Just ask Brad Bumgardner, a naturalist with the Indiana Dunes State Park, who said the group serving the local parks is one of the oldest and largest in the state.
The organization offers the State Park volunteers and cash donations, totaling more than $10,000 in a year; both are equally important, Bumgardner said.
“They have an ability as a non-profit to fund things the state would never fund,” he said, adding that includes a telescope, an iPod full of birdcalls, and refreshments for park events, which the park can’t pay for. “It’s hard to pinpoint an event in the State Park that didn’t have the Friends’ influence.”
On Saturday, the Wilson Shelter at the State Park was full of friends of the Friends, who came out to celebrate the group’s 30th anniversary. The musical group Save the Tunes provided live entertainment around a fire to ward off the chill, and an assortment of other agencies set up informational booths.
Zella Olson, president of the Friends, joined when the group first got started, after she started volunteering at Chellberg Farm in the Indiana Dunes National Lakeshore.
“It was originally started to do the festivals at Bailly Homestead and Chellberg Farm,” she said, adding the Friends incorporated in 1986, the same year it expanded its mission to include the State Park.
In addition to providing volunteers for events at the two parks, Friends also raises money for educational and restoration efforts. Donations have gone for the Dunes Learning Center in the Dunes National Lakeshore, as well as a seed harvester there.
One of the Friends’ goals now is bringing more young people into the mix for projects such as beach cleanup and the like, Olson said.
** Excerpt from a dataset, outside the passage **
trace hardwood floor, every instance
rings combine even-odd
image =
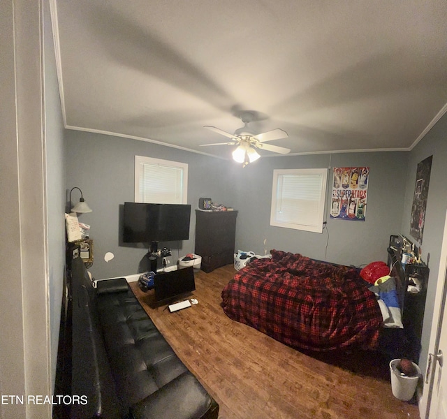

Toward that end, students from the National Honor Society at Michigan City High School and the International Baccalaureate program at Chesterton High School helped with the celebration.
They included Kaley Brown, a junior at Chesterton, who learned how to make beach glass jewelry and then was charged with teaching the craft to children who stopped by the event.
“I just love volunteering and helping out any way that I can,” she said, “and I got to learn something and help other people learn.”